Ближе к вечеру новый глава семьи раздобыл для сестры плошку горячего риса — заплатить пришлось вдвое. Сам он удовольствовался тем, что вылизал плошку и выпил глоток воды. Потом Цы устроил простецкий навес из веток; ветками же устелил он и ложе для девочки. Он объяснил ей: родители отправились в путешествие на Небеса, и теперь заботиться о ней будет он; Цы специально подчеркнул, что Третья должна его всегда слушаться и что скоро он выстроит новый большой дом с садом, полным цветов, и с деревянными качелями. А потом поцеловал сестру в лоб и подождал, пока она заснет.

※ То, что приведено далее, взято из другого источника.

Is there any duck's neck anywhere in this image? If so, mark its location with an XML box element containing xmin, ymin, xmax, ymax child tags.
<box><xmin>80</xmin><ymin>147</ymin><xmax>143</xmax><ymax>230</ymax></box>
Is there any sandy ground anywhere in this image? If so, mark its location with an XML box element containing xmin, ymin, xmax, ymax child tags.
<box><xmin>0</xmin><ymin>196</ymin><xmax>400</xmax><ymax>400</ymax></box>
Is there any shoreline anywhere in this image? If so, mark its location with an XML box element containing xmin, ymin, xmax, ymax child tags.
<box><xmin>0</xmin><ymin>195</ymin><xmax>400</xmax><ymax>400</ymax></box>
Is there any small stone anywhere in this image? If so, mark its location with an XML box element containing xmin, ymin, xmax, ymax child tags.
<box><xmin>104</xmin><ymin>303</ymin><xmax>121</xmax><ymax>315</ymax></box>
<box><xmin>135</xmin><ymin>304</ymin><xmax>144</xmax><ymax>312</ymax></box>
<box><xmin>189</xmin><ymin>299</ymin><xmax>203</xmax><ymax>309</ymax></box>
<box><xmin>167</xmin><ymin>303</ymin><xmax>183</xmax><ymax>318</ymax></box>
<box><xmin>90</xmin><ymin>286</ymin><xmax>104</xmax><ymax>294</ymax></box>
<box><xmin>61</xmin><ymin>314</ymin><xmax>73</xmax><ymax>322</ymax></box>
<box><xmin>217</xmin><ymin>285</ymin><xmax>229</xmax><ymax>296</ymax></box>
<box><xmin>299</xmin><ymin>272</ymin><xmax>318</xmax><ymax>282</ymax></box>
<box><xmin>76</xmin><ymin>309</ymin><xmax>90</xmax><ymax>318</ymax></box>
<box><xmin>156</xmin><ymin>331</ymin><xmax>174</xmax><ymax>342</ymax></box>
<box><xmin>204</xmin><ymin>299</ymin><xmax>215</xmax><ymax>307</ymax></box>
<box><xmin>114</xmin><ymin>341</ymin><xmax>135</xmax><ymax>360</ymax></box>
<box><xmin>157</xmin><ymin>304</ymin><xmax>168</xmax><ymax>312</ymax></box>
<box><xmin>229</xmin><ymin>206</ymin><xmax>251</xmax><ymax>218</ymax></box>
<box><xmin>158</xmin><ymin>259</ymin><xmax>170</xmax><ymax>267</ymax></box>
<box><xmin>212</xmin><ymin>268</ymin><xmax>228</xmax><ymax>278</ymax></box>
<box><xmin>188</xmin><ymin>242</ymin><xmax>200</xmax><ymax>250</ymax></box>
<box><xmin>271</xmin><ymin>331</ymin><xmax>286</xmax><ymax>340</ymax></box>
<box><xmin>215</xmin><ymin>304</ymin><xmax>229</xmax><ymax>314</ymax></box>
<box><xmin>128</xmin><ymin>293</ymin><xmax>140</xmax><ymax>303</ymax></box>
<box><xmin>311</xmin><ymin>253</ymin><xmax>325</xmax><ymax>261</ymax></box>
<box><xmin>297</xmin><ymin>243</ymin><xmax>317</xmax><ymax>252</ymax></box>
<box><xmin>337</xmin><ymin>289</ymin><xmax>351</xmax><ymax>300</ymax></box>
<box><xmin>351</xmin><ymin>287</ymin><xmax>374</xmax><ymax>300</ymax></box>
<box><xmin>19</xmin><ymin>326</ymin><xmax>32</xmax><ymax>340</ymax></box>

Как только Третья закрыла глаза, Цы еще раз обыскал сундук, как будто — хотя сам уже из него все вынул — деньги могли чудесным образом спрятаться где-то внутри. В последних лучах заката он с горечью завершил поиски, перерыв все вокруг: заглядывал под циновки, камни, обломки досок и с наступлением темноты признал свое поражение. Не было сбережений, и красной шкатулки тоже не было. Наверное, их кто-то украл, подумал Цы. Перед ним встал неразрешимый вопрос: если батюшка за шесть лет трудов скопил только сто тысяч, как же теперь достать четыреста, которые требует Премудрый?